How do we support pupils to catch up?

Within the National Curriculum, it states ‘If children by the end of Year 1 are still struggling to decode and spell they need to be taught to do this urgently through a rigorous and systematic phonics programme so they catch up rapidly’.

The Little Wandle Letters and Sounds Revised SSP provides support for staff to deliver high quality small-group or individual "Keep up" support.

Those children who are assessed as being in the lowest 20% of each year group, receive Little Wandle Rapid Catch Up or additional comprehension support.

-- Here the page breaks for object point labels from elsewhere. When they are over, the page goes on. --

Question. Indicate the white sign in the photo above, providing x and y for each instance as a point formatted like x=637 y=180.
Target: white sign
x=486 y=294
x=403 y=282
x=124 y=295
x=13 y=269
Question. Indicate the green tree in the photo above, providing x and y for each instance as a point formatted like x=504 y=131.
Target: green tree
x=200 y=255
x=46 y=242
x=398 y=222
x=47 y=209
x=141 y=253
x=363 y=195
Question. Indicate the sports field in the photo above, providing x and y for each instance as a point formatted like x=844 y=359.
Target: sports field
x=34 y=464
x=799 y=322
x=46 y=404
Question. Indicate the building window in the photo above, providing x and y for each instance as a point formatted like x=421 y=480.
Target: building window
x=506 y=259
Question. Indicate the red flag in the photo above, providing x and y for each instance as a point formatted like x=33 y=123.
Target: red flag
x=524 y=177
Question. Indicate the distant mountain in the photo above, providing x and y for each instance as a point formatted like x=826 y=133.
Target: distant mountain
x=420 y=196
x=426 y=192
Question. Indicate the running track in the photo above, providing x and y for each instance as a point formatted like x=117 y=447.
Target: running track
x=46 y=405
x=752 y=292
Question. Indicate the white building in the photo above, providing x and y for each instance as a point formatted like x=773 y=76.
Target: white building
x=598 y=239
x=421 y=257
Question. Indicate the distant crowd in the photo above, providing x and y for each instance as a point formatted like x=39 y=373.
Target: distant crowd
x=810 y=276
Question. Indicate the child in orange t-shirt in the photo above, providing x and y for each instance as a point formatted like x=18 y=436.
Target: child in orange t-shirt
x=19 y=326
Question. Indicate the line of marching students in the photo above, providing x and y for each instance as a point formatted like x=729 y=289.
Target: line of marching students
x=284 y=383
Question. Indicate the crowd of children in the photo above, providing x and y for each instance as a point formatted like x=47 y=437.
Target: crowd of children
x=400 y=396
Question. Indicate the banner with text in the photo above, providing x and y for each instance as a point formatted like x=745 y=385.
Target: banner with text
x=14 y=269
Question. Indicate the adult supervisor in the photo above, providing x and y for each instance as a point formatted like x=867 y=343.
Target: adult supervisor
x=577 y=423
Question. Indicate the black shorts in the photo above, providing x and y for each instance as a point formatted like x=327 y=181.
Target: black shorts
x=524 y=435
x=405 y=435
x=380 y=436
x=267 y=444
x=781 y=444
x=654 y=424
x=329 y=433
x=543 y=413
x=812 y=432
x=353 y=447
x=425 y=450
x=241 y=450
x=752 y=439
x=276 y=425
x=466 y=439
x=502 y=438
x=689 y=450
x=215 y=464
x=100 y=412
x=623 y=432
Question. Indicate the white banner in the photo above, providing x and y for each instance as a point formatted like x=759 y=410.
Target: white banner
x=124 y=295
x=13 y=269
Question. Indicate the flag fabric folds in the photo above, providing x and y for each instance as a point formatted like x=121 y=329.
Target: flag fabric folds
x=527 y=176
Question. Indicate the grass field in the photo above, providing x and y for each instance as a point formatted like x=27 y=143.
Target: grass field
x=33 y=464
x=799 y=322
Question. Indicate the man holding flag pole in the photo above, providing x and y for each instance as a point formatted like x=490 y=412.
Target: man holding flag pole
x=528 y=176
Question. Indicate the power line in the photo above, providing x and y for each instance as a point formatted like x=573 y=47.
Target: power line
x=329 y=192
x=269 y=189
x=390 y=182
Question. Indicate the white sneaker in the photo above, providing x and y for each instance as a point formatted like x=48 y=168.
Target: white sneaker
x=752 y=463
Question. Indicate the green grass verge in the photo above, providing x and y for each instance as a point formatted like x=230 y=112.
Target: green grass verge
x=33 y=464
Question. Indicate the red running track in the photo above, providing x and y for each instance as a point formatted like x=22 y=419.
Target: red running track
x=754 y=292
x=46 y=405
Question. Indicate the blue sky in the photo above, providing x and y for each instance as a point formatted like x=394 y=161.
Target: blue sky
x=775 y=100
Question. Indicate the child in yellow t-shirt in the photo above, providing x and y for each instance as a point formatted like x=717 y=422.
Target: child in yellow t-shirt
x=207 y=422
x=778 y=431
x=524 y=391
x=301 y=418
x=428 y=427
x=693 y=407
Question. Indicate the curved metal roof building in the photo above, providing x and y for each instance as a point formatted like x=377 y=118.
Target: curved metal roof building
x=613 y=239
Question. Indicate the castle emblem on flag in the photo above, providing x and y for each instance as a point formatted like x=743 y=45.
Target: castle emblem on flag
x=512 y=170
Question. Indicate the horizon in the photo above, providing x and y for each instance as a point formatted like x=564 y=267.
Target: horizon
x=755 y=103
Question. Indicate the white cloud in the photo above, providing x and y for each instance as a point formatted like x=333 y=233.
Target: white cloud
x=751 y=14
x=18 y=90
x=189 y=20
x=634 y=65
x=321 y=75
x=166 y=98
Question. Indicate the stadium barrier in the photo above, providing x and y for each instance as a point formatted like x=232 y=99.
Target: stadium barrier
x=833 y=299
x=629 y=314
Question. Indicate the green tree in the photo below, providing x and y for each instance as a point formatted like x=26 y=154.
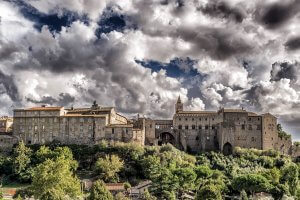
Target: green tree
x=290 y=175
x=251 y=183
x=148 y=196
x=100 y=192
x=243 y=195
x=54 y=180
x=209 y=192
x=186 y=178
x=121 y=196
x=1 y=194
x=21 y=162
x=109 y=167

How do we train staff to be reading experts?
  • All teachers and teaching assistants have been trained to deliver high-quality LWLSR phonics.
  • A robust monitoring through coaching system has been implemented by the Early Reading Leader, to ensure that practice is consistent. This approach is collaborative and supportive.
  • EYFS use their knowledge of early language acquisition to provide advice to parents – this can be accessed on our school website.
  • Each year, a phonics meeting is held with parents, to show them how reading is taught at the school.
  • There are many other resources on our website that parents are able to access.
  • To ensure teachers have a broad and deep understanding of children’s literature including classic texts and current book titles we have a staff borrow box system where we read, review, share and swap texts and if the staff enjoy the book, they share it with their class.
  • Many staff members attend a "Teacher's Reading Group" supports adults own Reading for Pleasure and research-informed practice.